I'm the first to admit I don't always time things correctly. My Thanksgiving turkey that gets in the oven by 8:00 a.m. usually gets pulled out of the oven and served as dessert around 4:00 p.m. This past year, I was spot on with timing. I even impressed
Yesterday's project included signing up for Allrecipes.com (the Pro version) and building my recipe collection. I decided to try the
No Fuss Shredded Beef Tacos
which ended up being very good (after, of course, my habitual tweaking). I had it all in the CrockPot before noon.
My first mistake was buying a new CrockPot. Since the family meals are getting smaller as the kids are at their own jobs, school, or out on fun dates, I decided a smaller slow cooker would meet our needs better than the large, digital, state-of-the art
CrockPot. I opted for the 4 Qt option--still large enough to cook a roast.
I was very good and washed the appliance before use. I followed the directions by placing half the onions on the bottom, then the chuck roast, and then the remaining ingredients. All I had to do now was sit back, watch, and smell.
I am a hooverer. I want to make sure everything is going as planned (call it my Type A personality). After having teenagers, I excel at micro-managing. I monitored the food throughout the day to make sure the CrockPot was behaving. Periodically, I would
remove the lid to get that good "waft" of smell that permeates the house from good food. However, by 5:00 p.m. the onions were still white, the liquid hadn't boiled, and no fragrant smell other than onions came from the CrockPot. We switched gears and had
grilled cheese sandwiches and tomato soup.
Not to be dismayed, I decided to wait a few hours longer.
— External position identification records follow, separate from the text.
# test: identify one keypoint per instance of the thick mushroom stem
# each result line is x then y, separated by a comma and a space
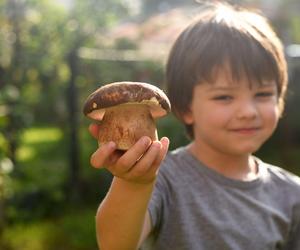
125, 124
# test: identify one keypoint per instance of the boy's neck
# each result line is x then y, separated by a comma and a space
239, 167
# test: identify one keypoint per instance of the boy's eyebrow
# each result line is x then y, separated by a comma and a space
222, 88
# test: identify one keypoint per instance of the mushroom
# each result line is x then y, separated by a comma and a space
126, 111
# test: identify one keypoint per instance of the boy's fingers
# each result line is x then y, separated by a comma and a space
162, 153
94, 130
146, 162
129, 159
102, 154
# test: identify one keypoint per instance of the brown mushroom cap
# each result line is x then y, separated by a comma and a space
118, 93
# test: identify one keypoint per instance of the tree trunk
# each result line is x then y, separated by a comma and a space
74, 157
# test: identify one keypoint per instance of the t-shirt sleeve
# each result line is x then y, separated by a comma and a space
294, 239
156, 202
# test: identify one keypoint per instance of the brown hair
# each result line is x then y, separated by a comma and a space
223, 35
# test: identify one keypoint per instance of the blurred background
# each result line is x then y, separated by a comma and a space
53, 54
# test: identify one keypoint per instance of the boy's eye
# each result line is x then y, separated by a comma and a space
265, 94
223, 98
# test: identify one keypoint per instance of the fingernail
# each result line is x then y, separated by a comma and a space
111, 144
145, 140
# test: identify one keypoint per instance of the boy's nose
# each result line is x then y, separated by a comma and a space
247, 110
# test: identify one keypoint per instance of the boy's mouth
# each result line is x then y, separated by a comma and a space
246, 131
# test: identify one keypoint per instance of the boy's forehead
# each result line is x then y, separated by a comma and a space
225, 77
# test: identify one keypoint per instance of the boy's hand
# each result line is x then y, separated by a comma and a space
139, 164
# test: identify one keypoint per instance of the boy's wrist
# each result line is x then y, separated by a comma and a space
133, 186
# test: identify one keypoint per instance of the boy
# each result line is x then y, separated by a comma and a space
227, 79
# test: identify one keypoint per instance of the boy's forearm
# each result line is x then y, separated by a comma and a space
121, 215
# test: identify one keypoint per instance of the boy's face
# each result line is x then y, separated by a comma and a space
233, 118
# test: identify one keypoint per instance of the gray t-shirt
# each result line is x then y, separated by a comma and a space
196, 208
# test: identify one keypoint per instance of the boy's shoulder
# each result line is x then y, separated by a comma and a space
282, 176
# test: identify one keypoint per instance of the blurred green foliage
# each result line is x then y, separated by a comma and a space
38, 210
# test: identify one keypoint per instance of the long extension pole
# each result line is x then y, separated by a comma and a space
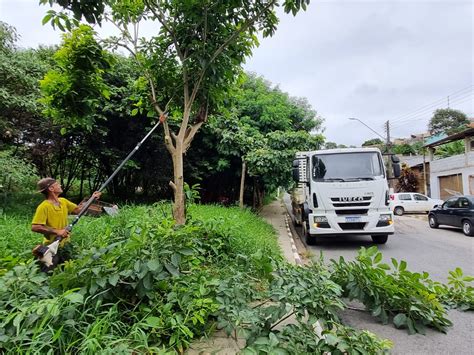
89, 202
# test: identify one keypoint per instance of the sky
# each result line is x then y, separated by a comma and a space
374, 60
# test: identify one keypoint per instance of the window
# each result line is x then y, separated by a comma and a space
463, 203
451, 203
419, 197
347, 166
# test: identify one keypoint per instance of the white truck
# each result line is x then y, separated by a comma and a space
342, 192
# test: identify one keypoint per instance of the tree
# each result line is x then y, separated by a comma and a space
407, 182
374, 141
197, 51
404, 149
448, 121
259, 113
450, 149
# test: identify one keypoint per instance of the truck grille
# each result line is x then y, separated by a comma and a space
340, 202
351, 212
351, 204
352, 226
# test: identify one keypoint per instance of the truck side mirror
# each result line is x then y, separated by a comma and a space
396, 169
299, 170
395, 159
296, 170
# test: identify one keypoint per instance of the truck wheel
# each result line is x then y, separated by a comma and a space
309, 239
467, 228
433, 221
398, 211
380, 239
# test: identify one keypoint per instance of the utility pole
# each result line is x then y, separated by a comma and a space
389, 148
425, 188
389, 151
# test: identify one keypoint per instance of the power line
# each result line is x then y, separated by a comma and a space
436, 103
416, 117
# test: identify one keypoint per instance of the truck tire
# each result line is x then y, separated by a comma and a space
467, 228
398, 211
380, 239
433, 222
309, 239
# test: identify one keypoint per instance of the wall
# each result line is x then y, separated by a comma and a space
458, 164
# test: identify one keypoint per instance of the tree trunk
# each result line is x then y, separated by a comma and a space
179, 213
242, 185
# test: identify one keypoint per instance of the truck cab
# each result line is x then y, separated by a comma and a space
342, 192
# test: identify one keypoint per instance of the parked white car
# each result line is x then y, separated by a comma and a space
412, 202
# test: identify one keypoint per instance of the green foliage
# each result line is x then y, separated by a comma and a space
71, 93
407, 182
308, 296
403, 149
458, 293
448, 121
192, 193
16, 173
385, 291
450, 149
138, 281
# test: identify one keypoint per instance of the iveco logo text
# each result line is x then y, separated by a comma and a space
348, 199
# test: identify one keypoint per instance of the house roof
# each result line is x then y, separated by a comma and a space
411, 160
469, 132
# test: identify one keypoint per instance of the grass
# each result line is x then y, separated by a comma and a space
126, 271
251, 233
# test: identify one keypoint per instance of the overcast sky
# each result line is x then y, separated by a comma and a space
375, 60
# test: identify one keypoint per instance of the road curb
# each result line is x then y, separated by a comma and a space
296, 255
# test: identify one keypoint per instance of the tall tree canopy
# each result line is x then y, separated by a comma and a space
254, 141
196, 52
448, 121
374, 141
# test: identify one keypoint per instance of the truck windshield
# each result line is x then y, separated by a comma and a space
347, 167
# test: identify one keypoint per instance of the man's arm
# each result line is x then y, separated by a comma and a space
42, 229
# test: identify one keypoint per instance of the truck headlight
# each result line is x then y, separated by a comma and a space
320, 219
385, 220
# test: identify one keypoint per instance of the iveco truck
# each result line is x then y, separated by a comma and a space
343, 192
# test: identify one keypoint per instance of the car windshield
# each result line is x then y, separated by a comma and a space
347, 167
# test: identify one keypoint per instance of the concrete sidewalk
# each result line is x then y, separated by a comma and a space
275, 214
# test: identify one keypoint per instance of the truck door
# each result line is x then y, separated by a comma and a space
421, 203
463, 208
446, 214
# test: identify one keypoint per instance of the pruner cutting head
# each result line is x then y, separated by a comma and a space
163, 117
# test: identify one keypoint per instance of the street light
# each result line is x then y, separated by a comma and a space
425, 183
356, 119
388, 150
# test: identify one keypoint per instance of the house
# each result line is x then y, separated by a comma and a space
415, 163
455, 174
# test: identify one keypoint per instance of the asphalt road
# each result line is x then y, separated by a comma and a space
435, 251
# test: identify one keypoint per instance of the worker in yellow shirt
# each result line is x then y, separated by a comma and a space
50, 218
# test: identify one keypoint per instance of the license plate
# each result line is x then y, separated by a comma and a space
353, 219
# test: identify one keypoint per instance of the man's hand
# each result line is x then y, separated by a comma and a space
63, 233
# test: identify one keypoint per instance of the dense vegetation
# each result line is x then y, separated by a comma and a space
139, 284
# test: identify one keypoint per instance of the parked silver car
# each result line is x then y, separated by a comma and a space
412, 202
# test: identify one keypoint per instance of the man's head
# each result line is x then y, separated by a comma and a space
49, 185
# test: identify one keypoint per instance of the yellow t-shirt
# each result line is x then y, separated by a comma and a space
53, 216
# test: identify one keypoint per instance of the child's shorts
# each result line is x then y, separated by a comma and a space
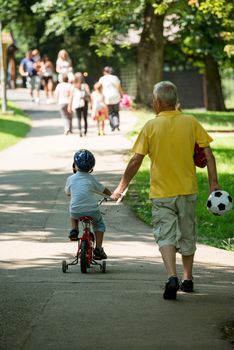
173, 221
98, 223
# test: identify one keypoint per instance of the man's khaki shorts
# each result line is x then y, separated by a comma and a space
173, 221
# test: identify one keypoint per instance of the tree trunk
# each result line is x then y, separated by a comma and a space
214, 93
149, 55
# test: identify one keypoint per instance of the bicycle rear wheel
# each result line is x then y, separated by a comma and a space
83, 257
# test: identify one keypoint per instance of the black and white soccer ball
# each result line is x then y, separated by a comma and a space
219, 202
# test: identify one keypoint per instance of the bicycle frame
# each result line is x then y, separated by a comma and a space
88, 237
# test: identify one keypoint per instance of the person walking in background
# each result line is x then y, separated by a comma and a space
77, 104
38, 66
99, 109
112, 92
47, 78
62, 94
64, 66
28, 69
169, 140
85, 87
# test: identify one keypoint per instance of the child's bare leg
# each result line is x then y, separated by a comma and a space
105, 112
99, 252
74, 224
98, 124
102, 125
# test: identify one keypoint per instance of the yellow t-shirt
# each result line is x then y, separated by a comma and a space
169, 140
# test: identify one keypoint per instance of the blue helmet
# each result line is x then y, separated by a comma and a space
84, 160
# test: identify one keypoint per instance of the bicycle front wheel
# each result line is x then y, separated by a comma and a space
83, 257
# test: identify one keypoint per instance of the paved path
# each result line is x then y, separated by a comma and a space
43, 309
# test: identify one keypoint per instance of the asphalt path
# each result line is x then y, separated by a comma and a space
44, 309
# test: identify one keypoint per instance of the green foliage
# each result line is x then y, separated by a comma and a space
206, 28
106, 20
13, 127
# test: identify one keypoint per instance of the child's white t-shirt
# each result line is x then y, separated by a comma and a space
110, 84
80, 186
62, 92
78, 100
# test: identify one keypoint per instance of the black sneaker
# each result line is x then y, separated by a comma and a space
187, 286
171, 288
99, 254
73, 235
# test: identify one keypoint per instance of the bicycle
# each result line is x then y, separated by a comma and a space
86, 243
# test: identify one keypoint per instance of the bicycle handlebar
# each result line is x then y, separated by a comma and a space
106, 197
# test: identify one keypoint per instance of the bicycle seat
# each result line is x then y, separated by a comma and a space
86, 218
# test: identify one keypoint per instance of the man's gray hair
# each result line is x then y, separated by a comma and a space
166, 92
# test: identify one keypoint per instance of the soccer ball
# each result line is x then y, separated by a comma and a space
219, 202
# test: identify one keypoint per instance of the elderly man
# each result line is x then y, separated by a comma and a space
169, 140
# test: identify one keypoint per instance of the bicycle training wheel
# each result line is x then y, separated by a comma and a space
83, 257
64, 266
103, 268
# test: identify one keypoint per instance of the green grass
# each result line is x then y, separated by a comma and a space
213, 230
13, 127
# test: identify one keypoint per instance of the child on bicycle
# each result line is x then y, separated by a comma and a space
81, 186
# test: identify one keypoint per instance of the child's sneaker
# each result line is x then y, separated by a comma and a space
73, 235
187, 286
99, 254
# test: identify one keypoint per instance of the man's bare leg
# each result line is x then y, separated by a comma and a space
169, 258
188, 266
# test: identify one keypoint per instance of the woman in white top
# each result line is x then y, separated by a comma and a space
64, 66
112, 92
77, 103
47, 78
62, 94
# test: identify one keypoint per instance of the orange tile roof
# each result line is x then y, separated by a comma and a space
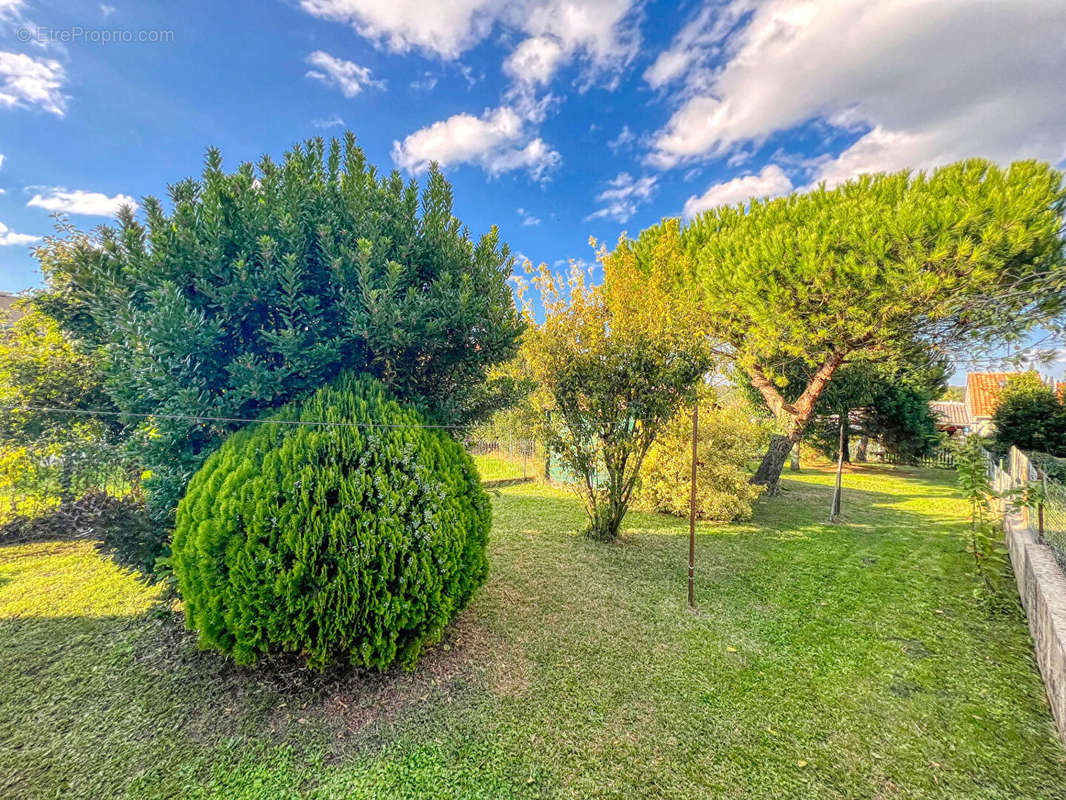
983, 389
950, 413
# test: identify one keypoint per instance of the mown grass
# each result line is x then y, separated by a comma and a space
844, 660
500, 466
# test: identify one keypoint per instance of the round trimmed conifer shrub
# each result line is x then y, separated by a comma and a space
356, 538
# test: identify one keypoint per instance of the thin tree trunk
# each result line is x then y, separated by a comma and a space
845, 447
835, 511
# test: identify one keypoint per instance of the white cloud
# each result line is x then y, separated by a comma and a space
556, 30
930, 83
495, 141
27, 82
602, 32
625, 138
446, 29
11, 9
426, 83
328, 122
10, 238
80, 202
770, 182
623, 196
528, 219
348, 76
535, 60
697, 40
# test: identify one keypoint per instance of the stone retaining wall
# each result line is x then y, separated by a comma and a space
1043, 588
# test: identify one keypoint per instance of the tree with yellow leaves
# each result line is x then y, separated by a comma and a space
613, 364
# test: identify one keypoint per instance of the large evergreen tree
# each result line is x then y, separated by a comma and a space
969, 251
259, 285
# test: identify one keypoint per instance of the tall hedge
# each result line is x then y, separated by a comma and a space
335, 541
254, 286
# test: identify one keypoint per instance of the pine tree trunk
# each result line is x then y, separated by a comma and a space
835, 510
845, 446
769, 473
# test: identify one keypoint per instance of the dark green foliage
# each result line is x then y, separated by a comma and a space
899, 417
986, 531
260, 285
967, 255
886, 400
1030, 416
1052, 466
338, 543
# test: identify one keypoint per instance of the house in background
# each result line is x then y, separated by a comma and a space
974, 413
951, 416
982, 397
7, 313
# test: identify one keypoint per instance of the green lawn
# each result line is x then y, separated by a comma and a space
500, 466
846, 660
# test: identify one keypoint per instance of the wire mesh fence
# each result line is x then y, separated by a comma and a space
1047, 521
939, 458
507, 459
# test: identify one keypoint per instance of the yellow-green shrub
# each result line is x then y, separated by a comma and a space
730, 435
333, 541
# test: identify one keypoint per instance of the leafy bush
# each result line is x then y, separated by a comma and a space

After all, at 10:00 p.m., it would officially be the 10 hour mark for cooking so the food would be done, right? Wrong. The meat wouldn't even pull apart. I thought about whether or not to leave
the food cooking all night and see what it looked like in the morning and decided it would be okay. I went to bed.
Early this morning I lifted the lid of the CrockPot and small bubbles were coming from the edges. The onions were now translucent and the meat fell apart. Perfection! Following the recipe, I removed the onions and shredded the meat. The liquid looked thin
and unappetizing so I brought out my hand blender, threw the onions back in the pot and pureed the veggies. Once I had a nice sauce, I added the beef back into the CrockPot and simmered the rest of the day.
Truth be told, that was the best taco meat! The flavor was not overpowering but surrounded the beef just enough to enhance the rest of the taco condiments. Would I do this again? Absolutely! I will, however, plan ahead for 36 hours later.